TEMPO.CO, Jakarta - Anggota Komisi Hukum Dewan Perwakilan Rakyat Arsul Sani menyatakan akan mendukung Presiden Joko Widodo atau Jokowi memberikan amnesti kepada Baiq Nuril, terpidana kasus pelanggaran Undang-undang Informasi dan Transaksi Elektronik (UU ITE).
Baca: Kasus Baiq Nuril, Amnesti dari Jokowi Jadi Solusi Terakhir
Arsul mengatakan sikap dukungan ini akan diberikan kala Presiden meminta pertimbangan Komisi Hukum ihwal pemberian amnesti itu. "Presiden sebelum mengeluarkan putusan akan minta pertimbangan DPR berdasarkan pasal 14 ayat 2 UUD Negara Republik Indonesia 1945. Kewajiban kami di DPR untuk mendukung presiden memberikan amnesti," kata Arsul di Kompleks Parlemen, Senayan, Jakarta, Rabu, 10 Juli 2019.
Arsul mengatakan, Komisi III sebelumnya juga memberikan dukungan kepada Baiq Nuril saat guru honorer SMA Negeri 7 Mataram, Nusa Tenggara Barat itu datang kepada mereka. Pertemuan Nuril dan Komisi Hukum itu pada Januari lalu, ketika permohonan peninjauan kembali (PK) Nuril tengah diajukan di Mahkamah Konstitusi.
"Kami (sebelumnya) berharap agar keadilan restoratif itu menjadi putusan PK mahkamah Agung, tapi itu tidak terjadi. Nah kami berharapnya itu terjadi melalui instrumen amnesti itu," ujar Sekretaris Jenderal Partai Persatuan Pembangunan ini.
Baiq Nuril mengajukan amnesti atau pengampunan kepada Presiden menyusul ditolaknya permohonan PK oleh Mahkamah Agung. Dengan putusan itu, Baiq tetap dinyatakan bersalah dan dijatuhi hukuman selama enam bulan penjara dan denda Rp 500 juta subsider tiga bulan kurungan.

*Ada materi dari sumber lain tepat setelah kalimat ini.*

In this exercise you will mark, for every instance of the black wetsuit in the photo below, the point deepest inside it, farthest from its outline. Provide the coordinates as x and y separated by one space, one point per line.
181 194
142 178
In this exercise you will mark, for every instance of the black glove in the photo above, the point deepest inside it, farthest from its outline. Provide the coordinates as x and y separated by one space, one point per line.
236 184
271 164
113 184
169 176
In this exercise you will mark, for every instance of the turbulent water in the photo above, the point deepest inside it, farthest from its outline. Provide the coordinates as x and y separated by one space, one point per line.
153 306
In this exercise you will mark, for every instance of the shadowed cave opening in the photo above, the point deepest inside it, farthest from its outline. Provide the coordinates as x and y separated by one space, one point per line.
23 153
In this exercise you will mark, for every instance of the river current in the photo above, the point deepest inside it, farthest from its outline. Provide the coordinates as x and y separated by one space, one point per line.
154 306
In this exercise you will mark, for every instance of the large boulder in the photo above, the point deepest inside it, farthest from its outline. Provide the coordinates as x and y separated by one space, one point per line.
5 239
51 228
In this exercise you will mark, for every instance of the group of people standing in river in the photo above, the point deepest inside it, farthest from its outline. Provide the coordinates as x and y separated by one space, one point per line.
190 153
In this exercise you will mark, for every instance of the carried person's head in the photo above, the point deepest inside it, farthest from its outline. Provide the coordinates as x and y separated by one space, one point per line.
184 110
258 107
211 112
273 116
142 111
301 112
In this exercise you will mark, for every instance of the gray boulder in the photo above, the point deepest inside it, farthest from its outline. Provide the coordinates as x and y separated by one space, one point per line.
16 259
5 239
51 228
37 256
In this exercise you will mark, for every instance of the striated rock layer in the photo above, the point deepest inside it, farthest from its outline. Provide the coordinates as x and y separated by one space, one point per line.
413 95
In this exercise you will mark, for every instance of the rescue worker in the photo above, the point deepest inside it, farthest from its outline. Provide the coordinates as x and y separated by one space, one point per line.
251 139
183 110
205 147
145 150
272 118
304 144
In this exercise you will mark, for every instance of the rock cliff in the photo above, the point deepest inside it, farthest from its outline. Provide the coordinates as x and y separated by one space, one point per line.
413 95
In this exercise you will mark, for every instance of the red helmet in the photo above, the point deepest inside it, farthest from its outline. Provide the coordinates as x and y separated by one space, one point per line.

Vonis MA terhadap Baiq Nuril ini menuai kritik banyak pihak. Koalisi masyarakat sipil menilai MA menafikan aspek keadilan bahwa Nuril adalah korban yang berusaha membela diri dari pelecehan seksual. Bahkan, Ombudsman menyatakan ada potensi maladministrasi yang dilakukan MA dalam penanganan perkara tersebut.
Baiq Nuril sebelumnya dinyatakan bersalah karena merekam pembicaraan via telepon seluler antara Kepala SMAN 7 Mataram, H Muslim dengan Baiq Nuril, ketika Muslim menelepon Nuril sekitar satu tahun yang lalu. Pembicaraan via telepon tersebut diduga mengandung unsur pelecehan seksual terhadap Baiq.
Rekaman tersebut kemudian disimpan Baiq Nuril dan diserahkan kepada seseorang bernama Imam Mudawin. Imam memindahkan bukti rekaman tersebut dan disimpan secara digital di laptop hingga tersebar luas.
Baca: Yenny Wahid Ikut Dukung Pemberian Amnesti untuk Baiq Nuril
Mahkamah Agung melalui Majelis Kasasi yang dipimpin Hakim Agung Sri Murwahyuni, pada 26 September 2018, menjatuhkan vonis hukuman kepada Baiq Nuril. Baiq lalu mengajukan PK namun ditolak. Perkara ini diputus oleh majelis hakim PK yang diketuai Suhadi, dengan hakim anggota Margono dan Desnayeti.